One of the aspects about Jane Austen’s novels that I don’t particularly like, which is also prevalent in this novel, is high society’s concerns with appearances and marrying the right type of person. One example is Lady Catherine de Bourgh, who is the type of character you love to hate. She’s extremely rich and watches over Anne, who is now 28, like a hawk, not wanting to let her out of her sight for fear she’ll either overexert herself and get ill, or that she might dare to try to have a life and do things that Lady Catherine does not know about, be out of her control, and do something foolish like fall in love with a man Lady Catherine does not approve of and ruin her schemes for Anne to marry a rich aristocrat. Everything seems to revolve around balls and dances, and their importance in getting eligible women and men of marrying age in the spotlight, like they were commodities. I know that this was relatively commonplace back then, at least in Austen’s social circles, but for a long time (decades) I was turned off to wanting to read any of her novels, just because I thought they were only concerned with what happened in the lives of the ultra-rich. When my daughter had to read Pride & Prejudice in high school, though, I decided to also give it another chance. That’s when I became aware of the sly humor underlying much of what Austen writes, and the brilliant intellect and insight into her characters that she displays throughout her writing. I went from despising Austen’s novels, without really having given them much of a chance, to liking at least one of them a great deal.
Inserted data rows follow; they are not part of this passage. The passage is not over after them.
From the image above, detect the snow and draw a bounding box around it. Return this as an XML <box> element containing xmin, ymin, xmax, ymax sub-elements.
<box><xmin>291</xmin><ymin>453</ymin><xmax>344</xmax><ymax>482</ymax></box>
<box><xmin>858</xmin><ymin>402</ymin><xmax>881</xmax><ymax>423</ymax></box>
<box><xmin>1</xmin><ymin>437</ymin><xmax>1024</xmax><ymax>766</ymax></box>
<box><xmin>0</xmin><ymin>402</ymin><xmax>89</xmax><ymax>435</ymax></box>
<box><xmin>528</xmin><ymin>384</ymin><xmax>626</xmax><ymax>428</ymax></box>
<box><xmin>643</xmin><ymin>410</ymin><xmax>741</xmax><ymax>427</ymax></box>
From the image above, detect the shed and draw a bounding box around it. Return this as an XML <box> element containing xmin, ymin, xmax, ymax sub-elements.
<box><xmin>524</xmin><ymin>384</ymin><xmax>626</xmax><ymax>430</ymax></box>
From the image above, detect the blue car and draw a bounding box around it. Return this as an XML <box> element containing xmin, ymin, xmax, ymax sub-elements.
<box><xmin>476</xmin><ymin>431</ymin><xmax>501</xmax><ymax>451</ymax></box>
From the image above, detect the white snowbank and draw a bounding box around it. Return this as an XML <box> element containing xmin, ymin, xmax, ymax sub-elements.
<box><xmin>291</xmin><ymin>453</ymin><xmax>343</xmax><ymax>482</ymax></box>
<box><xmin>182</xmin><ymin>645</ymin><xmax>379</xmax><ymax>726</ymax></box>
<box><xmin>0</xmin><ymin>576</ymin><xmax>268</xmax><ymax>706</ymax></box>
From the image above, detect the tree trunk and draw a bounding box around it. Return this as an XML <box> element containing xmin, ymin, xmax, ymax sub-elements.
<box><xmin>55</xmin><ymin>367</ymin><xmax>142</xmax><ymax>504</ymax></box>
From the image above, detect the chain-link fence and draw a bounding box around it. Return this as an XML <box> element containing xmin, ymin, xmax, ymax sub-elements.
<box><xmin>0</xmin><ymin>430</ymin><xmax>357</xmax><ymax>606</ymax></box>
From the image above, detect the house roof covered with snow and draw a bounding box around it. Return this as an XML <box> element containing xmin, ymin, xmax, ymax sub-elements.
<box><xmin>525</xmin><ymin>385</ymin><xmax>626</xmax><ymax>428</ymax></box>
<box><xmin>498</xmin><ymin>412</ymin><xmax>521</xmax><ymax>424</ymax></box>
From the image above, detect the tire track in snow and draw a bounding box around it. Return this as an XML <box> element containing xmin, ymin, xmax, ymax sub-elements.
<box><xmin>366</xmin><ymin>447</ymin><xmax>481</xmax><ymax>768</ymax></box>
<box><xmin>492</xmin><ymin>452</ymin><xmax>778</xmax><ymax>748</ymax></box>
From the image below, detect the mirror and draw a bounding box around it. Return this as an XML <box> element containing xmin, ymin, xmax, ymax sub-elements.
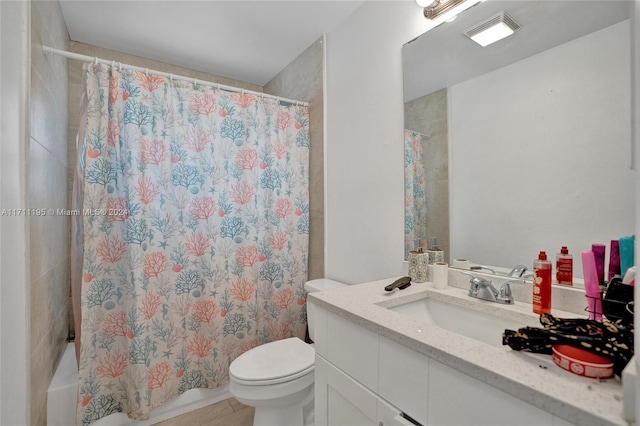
<box><xmin>403</xmin><ymin>0</ymin><xmax>634</xmax><ymax>282</ymax></box>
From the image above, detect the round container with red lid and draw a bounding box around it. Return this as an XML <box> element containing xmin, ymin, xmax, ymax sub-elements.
<box><xmin>552</xmin><ymin>345</ymin><xmax>614</xmax><ymax>379</ymax></box>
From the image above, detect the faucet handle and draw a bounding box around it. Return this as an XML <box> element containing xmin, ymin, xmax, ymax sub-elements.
<box><xmin>497</xmin><ymin>279</ymin><xmax>526</xmax><ymax>304</ymax></box>
<box><xmin>469</xmin><ymin>275</ymin><xmax>492</xmax><ymax>287</ymax></box>
<box><xmin>468</xmin><ymin>275</ymin><xmax>492</xmax><ymax>297</ymax></box>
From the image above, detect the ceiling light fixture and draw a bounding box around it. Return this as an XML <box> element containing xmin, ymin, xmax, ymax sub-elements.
<box><xmin>417</xmin><ymin>0</ymin><xmax>468</xmax><ymax>20</ymax></box>
<box><xmin>464</xmin><ymin>11</ymin><xmax>520</xmax><ymax>47</ymax></box>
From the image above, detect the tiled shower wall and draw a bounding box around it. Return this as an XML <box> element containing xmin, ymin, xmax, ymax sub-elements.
<box><xmin>30</xmin><ymin>1</ymin><xmax>71</xmax><ymax>425</ymax></box>
<box><xmin>404</xmin><ymin>88</ymin><xmax>450</xmax><ymax>262</ymax></box>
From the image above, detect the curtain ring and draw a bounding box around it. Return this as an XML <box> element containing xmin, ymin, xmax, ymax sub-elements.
<box><xmin>119</xmin><ymin>62</ymin><xmax>122</xmax><ymax>71</ymax></box>
<box><xmin>145</xmin><ymin>68</ymin><xmax>149</xmax><ymax>76</ymax></box>
<box><xmin>111</xmin><ymin>60</ymin><xmax>115</xmax><ymax>69</ymax></box>
<box><xmin>217</xmin><ymin>83</ymin><xmax>221</xmax><ymax>91</ymax></box>
<box><xmin>169</xmin><ymin>73</ymin><xmax>173</xmax><ymax>82</ymax></box>
<box><xmin>94</xmin><ymin>56</ymin><xmax>99</xmax><ymax>65</ymax></box>
<box><xmin>241</xmin><ymin>88</ymin><xmax>244</xmax><ymax>95</ymax></box>
<box><xmin>193</xmin><ymin>78</ymin><xmax>197</xmax><ymax>85</ymax></box>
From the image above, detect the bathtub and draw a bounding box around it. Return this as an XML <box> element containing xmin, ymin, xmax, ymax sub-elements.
<box><xmin>48</xmin><ymin>343</ymin><xmax>232</xmax><ymax>426</ymax></box>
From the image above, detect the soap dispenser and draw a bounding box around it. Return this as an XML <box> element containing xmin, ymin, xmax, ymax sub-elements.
<box><xmin>426</xmin><ymin>237</ymin><xmax>444</xmax><ymax>264</ymax></box>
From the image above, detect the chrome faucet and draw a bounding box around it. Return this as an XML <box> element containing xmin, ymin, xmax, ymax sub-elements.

I confess I still have not read any of Jane Austen’s novels except for Pride and Prejudice, but I really enjoyed reading it and liked Austen’s understated and witty humor. It’s humor which to me hasn’t really been brought out in the various movies made from her novels, which is a shame. Author Carrie Barrie, IMHO, does an excellent job writing in the style of Jane Austen, and brings the same sort of twinkle-in-the-eye type of humor to the pages of her mysteries that Austen does in her novels.
I wouldn’t have thought that Elizabeth and her husband would make suitable solvers of mysteries before I read The Matters at Mansfield (the first novel in the series I have read), but the couple’s intellect and quick thinking make them quite suitable at solving mysterious affairs. If you’re a Jane Austen fan, or just love reading great mysteries, you’re sure to love reading The Matters at Mansfield.